The Marshall plan had a volume of ca. 13bn$ (15% of it as loans, the rest grants) which was ca. 5% of the US GDP and ca. 2.1% of the recipient countries’ GDP.
According to Wikipedia that’s 127.1bn$ in 2013 money. Germany received roughly 11% of this, all as a loan. Greece received roughly 5.4%.
German experts estimate that ca. 30-40bn€ would be necessary to implement a BIG tax reform in Germany. A project everybody knows is necessary but no government dares to do because the German tax system is a monstrosity. Officially “we don’t have the money to do it”.
magnet
1593
The Marshall Plan was explicitly designed to boost European economies, whereas the purpose of the Greek bailout is only to make sure creditors are paid on time. There’s a big difference between giving a country a loan, and giving a country a loan + forcing them to commit to austerity.

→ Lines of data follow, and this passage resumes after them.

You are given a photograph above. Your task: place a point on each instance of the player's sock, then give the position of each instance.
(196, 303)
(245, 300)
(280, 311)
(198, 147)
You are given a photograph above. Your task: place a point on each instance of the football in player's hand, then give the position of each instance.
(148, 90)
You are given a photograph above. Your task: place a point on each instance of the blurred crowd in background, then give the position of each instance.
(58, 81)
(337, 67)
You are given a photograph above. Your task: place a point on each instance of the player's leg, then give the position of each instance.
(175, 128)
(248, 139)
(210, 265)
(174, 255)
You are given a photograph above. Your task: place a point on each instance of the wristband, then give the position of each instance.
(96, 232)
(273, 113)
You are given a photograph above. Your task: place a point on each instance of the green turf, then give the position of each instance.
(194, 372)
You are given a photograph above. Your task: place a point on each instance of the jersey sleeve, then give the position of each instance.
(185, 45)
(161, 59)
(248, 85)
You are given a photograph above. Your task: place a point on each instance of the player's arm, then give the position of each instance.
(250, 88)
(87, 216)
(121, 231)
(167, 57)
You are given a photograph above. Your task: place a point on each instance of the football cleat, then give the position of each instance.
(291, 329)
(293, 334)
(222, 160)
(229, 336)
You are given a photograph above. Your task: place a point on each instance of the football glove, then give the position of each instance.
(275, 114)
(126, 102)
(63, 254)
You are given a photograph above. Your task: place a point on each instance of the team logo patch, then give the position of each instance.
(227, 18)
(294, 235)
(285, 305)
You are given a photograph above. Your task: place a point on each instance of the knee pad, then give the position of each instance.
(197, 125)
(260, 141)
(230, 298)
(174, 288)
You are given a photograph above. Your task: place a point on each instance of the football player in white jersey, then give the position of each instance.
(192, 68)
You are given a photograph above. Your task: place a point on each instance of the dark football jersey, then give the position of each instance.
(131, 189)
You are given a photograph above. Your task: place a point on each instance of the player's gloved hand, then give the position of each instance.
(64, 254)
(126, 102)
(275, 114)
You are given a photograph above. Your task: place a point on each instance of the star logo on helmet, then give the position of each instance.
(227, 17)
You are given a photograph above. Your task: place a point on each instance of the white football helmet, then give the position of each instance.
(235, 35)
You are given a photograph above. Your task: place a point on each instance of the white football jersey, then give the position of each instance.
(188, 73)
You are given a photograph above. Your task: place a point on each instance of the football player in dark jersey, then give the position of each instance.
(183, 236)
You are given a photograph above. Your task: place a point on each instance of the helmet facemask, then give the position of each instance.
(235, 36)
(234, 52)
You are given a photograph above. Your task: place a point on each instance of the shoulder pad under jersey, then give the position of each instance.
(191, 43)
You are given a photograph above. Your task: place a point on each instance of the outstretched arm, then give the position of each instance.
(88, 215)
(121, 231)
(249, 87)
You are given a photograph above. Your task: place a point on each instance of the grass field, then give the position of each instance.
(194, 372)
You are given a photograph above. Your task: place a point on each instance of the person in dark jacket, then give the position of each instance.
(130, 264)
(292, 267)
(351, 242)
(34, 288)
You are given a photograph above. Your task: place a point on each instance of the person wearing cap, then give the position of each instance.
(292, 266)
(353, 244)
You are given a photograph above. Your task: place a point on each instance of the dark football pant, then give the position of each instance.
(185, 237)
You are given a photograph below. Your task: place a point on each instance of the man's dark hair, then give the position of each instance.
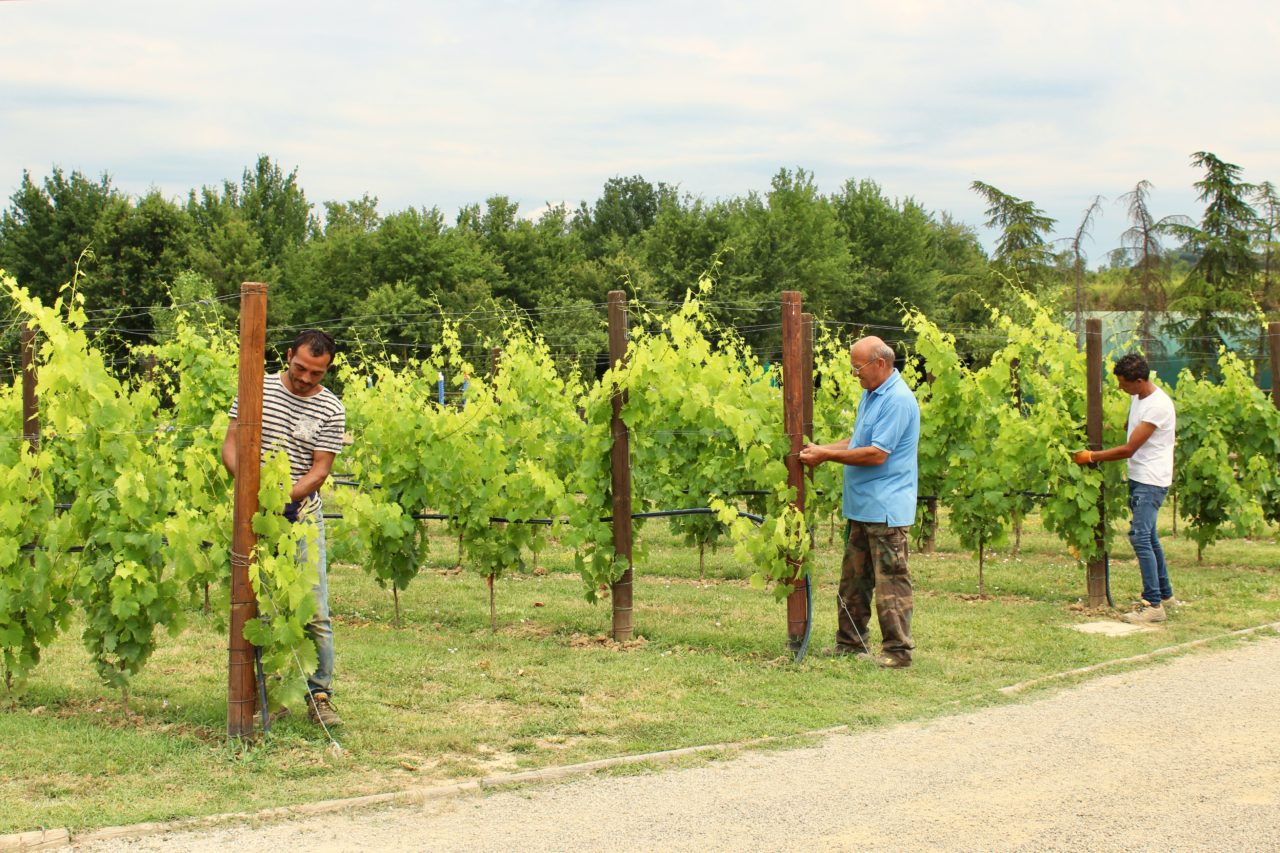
(1132, 366)
(316, 341)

For instance:
Also, the vast majority of the German “loan” was not paid back to the US. It was lent by the US to German companies, but paid back to a German fund that used the repayments to make loans to more German companies.
In the early days, the money was used to rebuild Germany’s heavy industry and infrastructure. Later, the ERP functioned as a kind of German Small Business Administration, making loans to small and midsized start-ups. During the Cold War, it helped subsidize West Berlin.

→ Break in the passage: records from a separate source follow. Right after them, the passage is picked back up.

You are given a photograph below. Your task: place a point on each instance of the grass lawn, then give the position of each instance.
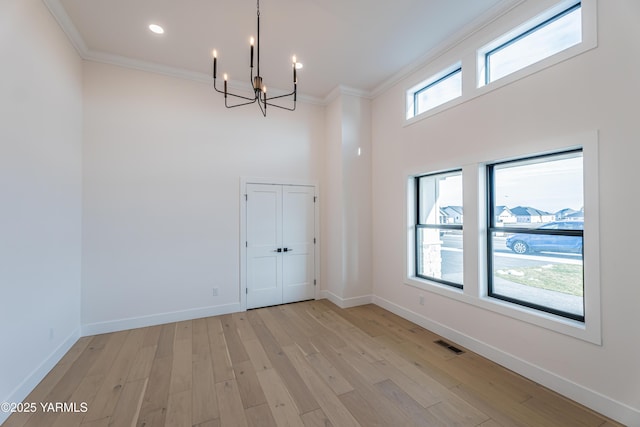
(563, 278)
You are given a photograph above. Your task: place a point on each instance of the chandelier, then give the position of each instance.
(257, 83)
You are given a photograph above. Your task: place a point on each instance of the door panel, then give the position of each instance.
(298, 269)
(280, 244)
(264, 237)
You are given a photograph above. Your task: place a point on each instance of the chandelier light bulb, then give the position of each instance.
(257, 82)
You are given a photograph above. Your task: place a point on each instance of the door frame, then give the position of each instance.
(244, 180)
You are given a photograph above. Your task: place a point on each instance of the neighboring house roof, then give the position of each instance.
(528, 211)
(503, 209)
(456, 210)
(563, 213)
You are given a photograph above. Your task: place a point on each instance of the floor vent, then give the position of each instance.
(445, 344)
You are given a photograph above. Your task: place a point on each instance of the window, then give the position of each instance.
(438, 229)
(435, 91)
(539, 40)
(535, 233)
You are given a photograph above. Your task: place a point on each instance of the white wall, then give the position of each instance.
(597, 90)
(40, 194)
(346, 200)
(161, 199)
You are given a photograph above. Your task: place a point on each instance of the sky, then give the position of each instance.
(542, 184)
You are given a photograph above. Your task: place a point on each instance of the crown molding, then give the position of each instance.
(67, 25)
(469, 30)
(61, 16)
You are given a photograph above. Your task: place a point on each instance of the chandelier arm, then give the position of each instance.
(240, 104)
(263, 109)
(282, 96)
(282, 107)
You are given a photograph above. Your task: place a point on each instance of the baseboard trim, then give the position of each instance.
(346, 302)
(157, 319)
(38, 374)
(592, 399)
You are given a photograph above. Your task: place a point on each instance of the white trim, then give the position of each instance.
(157, 319)
(347, 302)
(475, 275)
(583, 395)
(471, 64)
(38, 374)
(244, 181)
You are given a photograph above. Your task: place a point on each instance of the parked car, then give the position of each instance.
(522, 243)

I think even Syriza would be delighted to get a deal on such generous terms.
Real question - can that actually happen under the law as it currently stands, or would it take some kind of amendment?
Reemul
1595
Yep and that someone would be from Russia or Iran I suppose.
California did issue IOU’s once. That said, it hasn’t happened before as far as I know- however, Puerto Rico wants to declare it, but territories definitely can’t.
Timex
1597
What exactly is meant by “IOU’s”?
I mean, aren’t those called “Bonds”?
Not in this case. I seem to recall vouchers that could be redeemed – maybe – when the money was available, with no interest and no tradable market value.
The California vouchers were the result of a budget fight, not insolvency, iirc.
Aleck
1600
Dan, where does that 25% figure come from? The numbers I’ve seen are typically 75% to 100%.
One weird economic fact that’s been bouncing around: back in 2012, the University of Chicago published a paper finding that many greek self employed professionals spend more servicing their debt (a number that’s verifiable) than they report as gross income (a number which is clearly cooked). Since people typically don’t spent more than 30% or so of gross income servicing debt, that implies that many self employed professionals – of which there are a much higher proportion in Greece than most of Europe – could be under-reporting their income (and hence underpaying their taxes) by 66% or more.